Python's class methods convention

Python uses snake_case for everything that isn't a class — including methods. So a class UserAccount has methods like get_name(), not getName(). Combined with the PascalCase class names, Python code has a distinctive visual rhythm.

Rust's strict convention enforcement

Rust's compiler emits warnings if you don't follow the convention. Variables and functions must be snake_case; types and traits must be PascalCase; constants must be SCREAMING_SNAKE_CASE. You'll get a non_snake_case warning if you write a variable like userName in Rust code. Most other languages don't enforce convention this strictly.

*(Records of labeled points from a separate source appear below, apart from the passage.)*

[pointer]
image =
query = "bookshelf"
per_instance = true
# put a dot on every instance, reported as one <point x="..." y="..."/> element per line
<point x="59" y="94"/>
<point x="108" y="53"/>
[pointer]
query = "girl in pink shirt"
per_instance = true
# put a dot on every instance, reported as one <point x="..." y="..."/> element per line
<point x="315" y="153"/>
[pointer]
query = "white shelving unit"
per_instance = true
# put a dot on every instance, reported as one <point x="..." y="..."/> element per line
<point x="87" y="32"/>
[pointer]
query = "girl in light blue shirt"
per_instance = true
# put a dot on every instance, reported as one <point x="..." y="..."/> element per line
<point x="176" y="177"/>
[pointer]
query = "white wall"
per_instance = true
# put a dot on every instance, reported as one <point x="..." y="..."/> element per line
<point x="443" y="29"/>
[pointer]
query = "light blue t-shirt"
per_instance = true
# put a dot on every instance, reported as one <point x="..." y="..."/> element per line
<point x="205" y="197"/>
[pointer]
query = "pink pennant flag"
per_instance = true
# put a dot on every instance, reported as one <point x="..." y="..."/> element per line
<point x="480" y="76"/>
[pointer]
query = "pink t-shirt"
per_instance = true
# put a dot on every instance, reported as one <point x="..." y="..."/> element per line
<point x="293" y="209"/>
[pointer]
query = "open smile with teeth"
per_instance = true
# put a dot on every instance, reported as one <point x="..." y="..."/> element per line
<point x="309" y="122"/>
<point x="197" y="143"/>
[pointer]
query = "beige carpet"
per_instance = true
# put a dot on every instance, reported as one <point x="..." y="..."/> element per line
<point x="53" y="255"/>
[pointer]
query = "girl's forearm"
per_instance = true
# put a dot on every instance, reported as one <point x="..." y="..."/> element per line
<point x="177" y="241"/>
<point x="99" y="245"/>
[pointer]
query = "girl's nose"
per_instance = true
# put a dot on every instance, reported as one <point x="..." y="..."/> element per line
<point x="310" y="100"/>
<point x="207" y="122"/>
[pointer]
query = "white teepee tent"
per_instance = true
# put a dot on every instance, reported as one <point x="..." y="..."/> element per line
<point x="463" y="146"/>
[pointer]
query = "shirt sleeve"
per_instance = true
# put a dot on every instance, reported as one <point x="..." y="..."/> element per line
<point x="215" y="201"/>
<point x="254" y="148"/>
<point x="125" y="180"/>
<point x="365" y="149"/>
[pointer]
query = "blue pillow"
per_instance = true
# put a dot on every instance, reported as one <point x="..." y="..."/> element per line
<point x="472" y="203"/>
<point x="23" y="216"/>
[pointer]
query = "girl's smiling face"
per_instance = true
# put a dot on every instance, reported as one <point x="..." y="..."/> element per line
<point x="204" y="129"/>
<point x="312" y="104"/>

JavaScript's file-naming chaos

JavaScript projects don't have a unanimous file-naming convention. React projects often use PascalCase for component files (UserProfile.jsx) and camelCase for utility modules (fetchUser.js). Other JS projects use kebab-case throughout (user-profile.js). Both are valid; pick one and be consistent.

How JSON keys complicate everything

JSON is language-agnostic but its keys have to match a convention somewhere. Two patterns are common:

  • camelCase JSON: matches JavaScript convention, common in REST APIs that target JS frontends. {"userId": 123, "createdAt": "..."}
  • snake_case JSON: matches Python/Ruby convention, common in APIs built in those languages. {"user_id": 123, "created_at": "..."}

If your backend is Python and your frontend is JavaScript, you either let JSON match one side (and the other side converts), or you do the conversion at the API boundary. Tools like Rails' jbuilder, Django REST Framework, and most ORMs offer automatic camelCase/snake_case conversion at the serialization layer.

Migrating between conventions

If you need to convert identifiers from one convention to another in bulk — say, migrating a Python codebase to TypeScript, or generating snake_case database columns from camelCase domain models — our bulk converter handles whole files. Paste the column list, switch to the target case, and copy the output.

For one-off conversions while you code, the main case converter is a single page that handles all the conventions in this table.

The bigger principle

The naming convention you follow signals which community you're writing for. Pythonists read snake_case faster because they've been training on it for years. JavaScript developers do the same with camelCase. The choice is rarely about which is objectively better — it's about which one your readers expect.

That makes the rule simple: in any language, follow the language's documented conventions. If the language has multiple competing conventions (PHP, JavaScript, C++), follow whatever your team has settled on. The cost of inconsistency is paid by every reader of the code, every time.